The second article seems to hit the issue right on the head: "The question is whether these events represent only the mishaps that occur on rare occasions in medicine, or whether they are symptomatic of a pattern of poor care." This whole passages seems to get the gist of what you and I have been talking about, "The secrecy provisions were prompted by the potentially violent activities of abortion opponents.

This puts clinics that come into the public eye in a form of limbo: They are not publicly castigated or punished, but neither are they publicly exonerated. It also leaves consumers in the lurch because they have no ready answers to questions about the quality of care they can expect. Hospitals and doctors can only evaluate a clinic's care based on the patients they see -- and frequently those are patients in trouble."

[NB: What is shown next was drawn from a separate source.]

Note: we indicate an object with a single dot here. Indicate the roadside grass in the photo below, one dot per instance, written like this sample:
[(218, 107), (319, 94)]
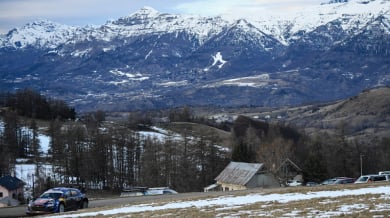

As for abortion and women's health clinics being required to display their licenses, I really don't see any reason why not, so long as the process can be kept reasonably apolitical and so long as it does not leave any part of the country without abortion services.

Christina Dunigan said...

In some cases the deaths seem to be flukey things, like Vanessa Preston at Fairmount in Dallas. As far as I can tell, Boyd and his staff promptly recognized a medical emergency, immediately instituted protocols, and would have successfully resuscitated their patient had the procedure not been so new -- they just thought of it as a later, sloppier D&C so they didn't expect coaguloapthy. And Boyd did write it up for medical journals and warn his fellows to be prepared. If one assumes no ulterior motive in doing an abortion in the first place, then one can place no blame on Boyd for Vanessa's death.

Others are not so benign situations. They're frankly appalling. And prochoice organizations and leadership either turn a blind eye or whitewash everything. What was going on at Inglewood Women's Hospital/Clinic wasn't an occasional flukey thing by any stretch of the imagination.